BSZ Herr Haucap, was ist so schlecht am Trend zur Re-Kommunalisierung?
Haucap Im Einzelfall sicher nichts – aber in der Häufigkeit, mit der Städte und Gemeinden nun frühere Privatisierungen rückgängig machen. Und es geht ja auch nicht nur um die Gründung einer privatrechtlichen AG in mehrheitlich städtischer Hand. Häufig werden Versorger direkt in die Verwaltung eingegliedert – womit sie insbesondere bei der Wasserversorgung – jeder kartellrechtlichen Aufsicht entzogen sind und der Verbraucherschutz ausgehebelt wird.
BSZ Bei der Trinkwasserversorgung hört man doch aber auch nichts Gutes aus unseren Nachbarländern, wenn das dort Private managen.

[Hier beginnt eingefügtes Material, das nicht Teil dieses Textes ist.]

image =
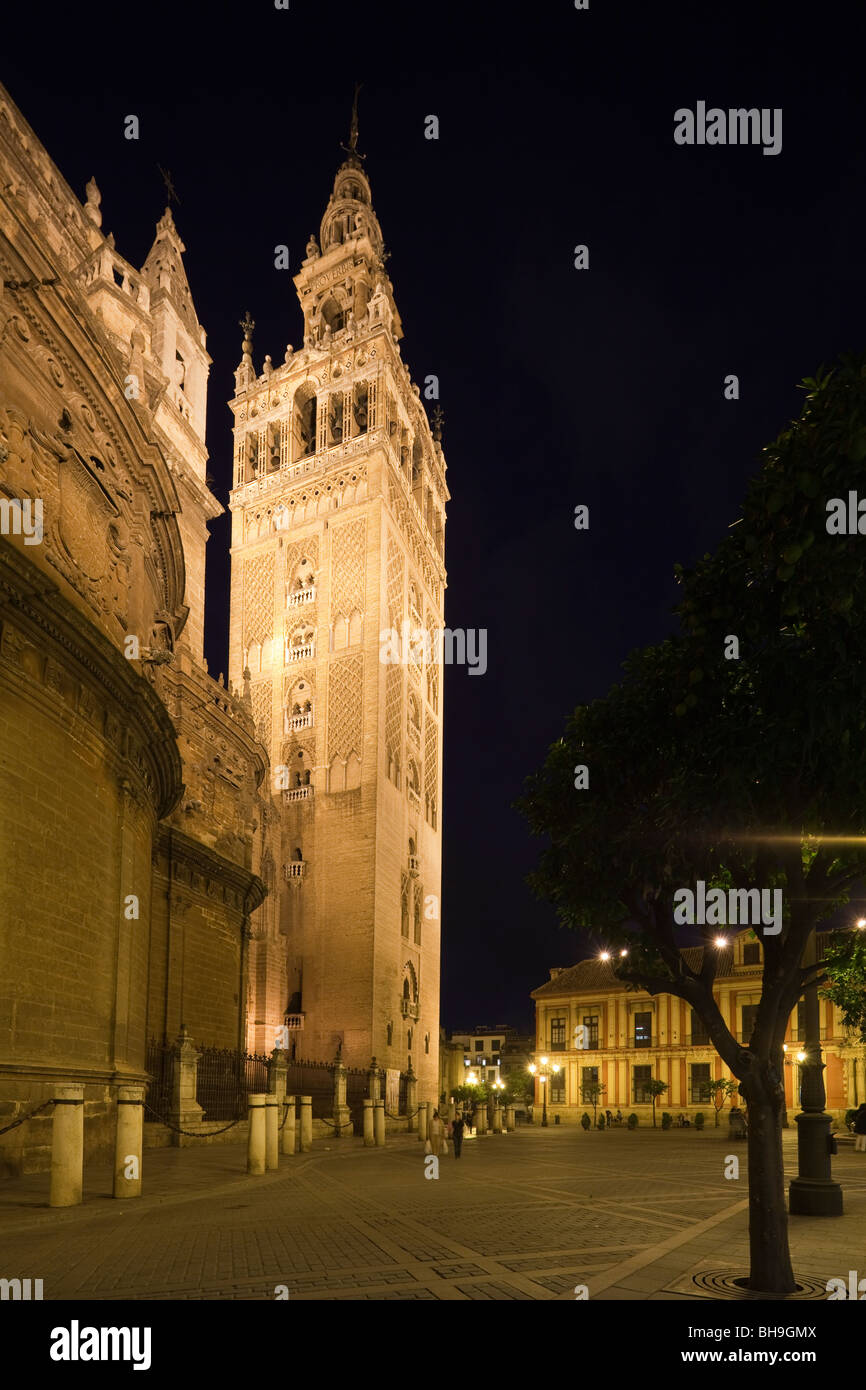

Haucap Bei der Trinkwasserversorgung herrscht in Deutschland aber auch schon jetzt faktisch ein Monopol der öffentlichen Hand. Es ist das letzte unregulierte Monopol und die Verbraucher werden regelmäßig abgezockt. Private Versorger gibt es dort übrigens kaum. Wenn es jetzt um Rückübertragungen in kommunale Hand geht, dann vor allem bei der Strom- und Gas- und Wärmeversorgung.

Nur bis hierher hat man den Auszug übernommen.